Fit the new model with the added interaction

Hint: A+B+A:B == A*B. A:B is the interaction.
Do a model comparison of the model with interaction to the one without (use likelihood ratio or AIC/BIC). Which one explains more variance?

Hint: anova(XX,test=XX)

We want to visualize the interaction.

Use the previous df.predict where you used the expand.grid, but apply it to the new model with the interaction.
make a plot of extraversion against predictbut split it by color using aes(..., color=factor(neuroticism)).
Who is the most likely candidate to volunteer? Who is the least likely one?

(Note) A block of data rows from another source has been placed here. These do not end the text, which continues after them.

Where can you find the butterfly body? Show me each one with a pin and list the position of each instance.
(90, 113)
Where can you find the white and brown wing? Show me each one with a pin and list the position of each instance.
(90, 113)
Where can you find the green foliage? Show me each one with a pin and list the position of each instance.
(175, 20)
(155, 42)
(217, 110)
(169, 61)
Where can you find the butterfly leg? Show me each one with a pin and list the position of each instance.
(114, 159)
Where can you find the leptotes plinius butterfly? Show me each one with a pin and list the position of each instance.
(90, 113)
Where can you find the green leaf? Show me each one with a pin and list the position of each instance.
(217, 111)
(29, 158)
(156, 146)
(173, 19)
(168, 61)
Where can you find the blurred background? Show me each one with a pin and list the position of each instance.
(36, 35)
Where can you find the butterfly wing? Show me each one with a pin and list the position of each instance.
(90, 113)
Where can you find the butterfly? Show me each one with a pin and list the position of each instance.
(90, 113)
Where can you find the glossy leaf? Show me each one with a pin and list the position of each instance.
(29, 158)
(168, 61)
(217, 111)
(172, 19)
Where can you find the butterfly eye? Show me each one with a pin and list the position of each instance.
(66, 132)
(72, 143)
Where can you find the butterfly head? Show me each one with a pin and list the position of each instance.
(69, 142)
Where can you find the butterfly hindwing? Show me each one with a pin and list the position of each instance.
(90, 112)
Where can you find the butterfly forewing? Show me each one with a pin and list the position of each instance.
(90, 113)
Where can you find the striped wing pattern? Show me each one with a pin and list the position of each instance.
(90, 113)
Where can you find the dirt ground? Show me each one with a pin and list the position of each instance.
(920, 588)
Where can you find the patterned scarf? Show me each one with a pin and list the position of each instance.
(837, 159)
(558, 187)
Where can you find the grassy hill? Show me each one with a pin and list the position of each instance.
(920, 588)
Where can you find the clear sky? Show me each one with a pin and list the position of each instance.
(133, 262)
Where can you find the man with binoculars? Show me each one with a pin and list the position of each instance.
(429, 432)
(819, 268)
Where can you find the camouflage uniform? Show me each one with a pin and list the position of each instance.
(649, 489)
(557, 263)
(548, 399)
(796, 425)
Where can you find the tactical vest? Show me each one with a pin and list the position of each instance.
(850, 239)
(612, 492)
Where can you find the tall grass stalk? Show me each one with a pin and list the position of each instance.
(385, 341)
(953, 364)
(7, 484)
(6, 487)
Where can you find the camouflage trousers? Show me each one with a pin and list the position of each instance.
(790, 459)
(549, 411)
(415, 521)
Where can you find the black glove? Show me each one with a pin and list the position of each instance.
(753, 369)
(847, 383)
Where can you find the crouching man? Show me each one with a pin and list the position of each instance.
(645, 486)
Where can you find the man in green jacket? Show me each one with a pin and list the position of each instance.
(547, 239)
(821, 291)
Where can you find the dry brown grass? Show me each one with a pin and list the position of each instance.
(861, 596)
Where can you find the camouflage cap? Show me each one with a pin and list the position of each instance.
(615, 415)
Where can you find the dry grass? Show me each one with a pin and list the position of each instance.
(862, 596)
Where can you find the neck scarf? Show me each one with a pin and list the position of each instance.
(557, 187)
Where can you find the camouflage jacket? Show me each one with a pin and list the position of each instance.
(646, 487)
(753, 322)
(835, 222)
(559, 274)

What is the relative risk of being very high on extraversion and very low on neuroticism against very high on extraversion and very high on neuroticism?
If you have time, try to visually compare your fit against the actual data. This is somewhat difficult for two continuous predictors, but maybe you find a way! I recommend a combination of using non-linear smoothing functions geom_smooth and facet_wrap

This concludes the logistic regression exercise. Check back to the initial goal and see whether you learned something!